Kony film translated to Ugandan local language
Thousands of people filled a stadium in the northern Ugandan city of Gulu Saturday, as a controversial film about the war lord Joseph Kony was for the first time shown dubbed into a local language.
Although Uganda's official language is English, Luo is spoken by about 90% of Gulu's inhabitants, often as a first language.
Representatives from the nongovernmental organization Invisible Children hosted the screening of the film Kony 2012 along with government officials.
"Our message is that Kony ... killed his own people and now he has extended the war into the DR Congo and the Central African Republic," Invisible Children's Grace Laker told dpa. "We are calling for the international community to act."
Among the 6 000 people who watched the screening was 18-year-old Geoffrey Odongo, who was abducted by Kony's Lord's Resistance Army (LRA) at the age of 10.
"(The rebels) raided our home at night," he told dpa. "We were asleep and they took five of us away. That day they abducted over 40 people in our village. I spent four months in captivity but I later managed to escape."
Kony and four of his commanders have been indicted by the International Criminal Court for war crimes, but they have never been arrested. Kony is believed to have left northern Uganda for central Africa.
Invisible Children said they released the film in order to bring Kony to justice. It was released online in early March, and has received widespread international attention with more than 1.6 million hits since then.
However the film has also been criticised by East Africa experts for oversimplifying the northern Uganda rebellion. Some commentators expressed outrage that the film did not contextualise the footage or explain that LRA attacks in northern Uganda ended in 2006.

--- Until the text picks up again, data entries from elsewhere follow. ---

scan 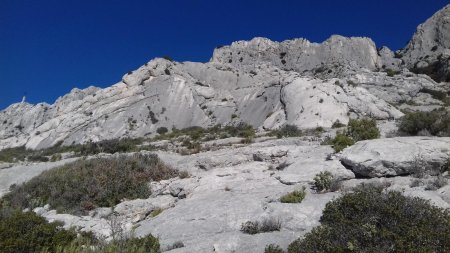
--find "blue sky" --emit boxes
[0,0,450,109]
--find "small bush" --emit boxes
[314,171,333,192]
[150,208,164,217]
[270,125,302,138]
[280,188,306,203]
[288,185,450,253]
[156,127,169,134]
[1,154,178,214]
[398,110,450,136]
[347,119,380,141]
[0,211,77,253]
[331,120,345,128]
[425,176,448,191]
[241,218,281,235]
[323,133,355,153]
[166,241,184,251]
[264,244,284,253]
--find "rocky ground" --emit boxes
[0,133,450,252]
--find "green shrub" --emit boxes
[55,234,161,253]
[288,185,450,253]
[280,188,306,203]
[331,120,345,128]
[347,119,380,142]
[314,171,333,192]
[322,133,355,153]
[156,127,169,134]
[0,211,77,253]
[50,154,62,162]
[1,154,178,214]
[398,110,450,136]
[270,125,302,138]
[264,244,284,253]
[241,218,281,235]
[0,146,29,163]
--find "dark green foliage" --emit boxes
[347,119,380,142]
[264,244,284,253]
[0,146,28,163]
[419,88,447,101]
[280,188,306,203]
[1,154,178,214]
[163,55,173,62]
[331,120,345,128]
[156,127,169,134]
[288,185,450,253]
[0,211,77,253]
[398,110,450,136]
[0,138,152,162]
[270,125,302,138]
[386,69,400,77]
[314,171,333,192]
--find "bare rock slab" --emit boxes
[340,137,450,177]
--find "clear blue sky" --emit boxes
[0,0,450,109]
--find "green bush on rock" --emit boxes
[288,185,450,253]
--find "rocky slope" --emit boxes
[0,6,450,149]
[0,137,450,252]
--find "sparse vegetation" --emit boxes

At the time of release, Ugandan journalist Rosebell Kagumire called Kony 2012 an example of "portraying people with one single story and using old footage to cause hysteria".
The Ugandan government also charged that the video destroyed the country's image by implying that northern Uganda was still at war.
"The film gave an impression that there was war going on because it did not have details," minister for northern Uganda Rebecca Amuge Otengo told the crowd on Saturday.
"But overall it also has a good side because it shows to the world, the atrocities of Kony," she said.
A second version of the film, intended to delve deeper into the issue, was released online in English in early April, but received comparatively few hits.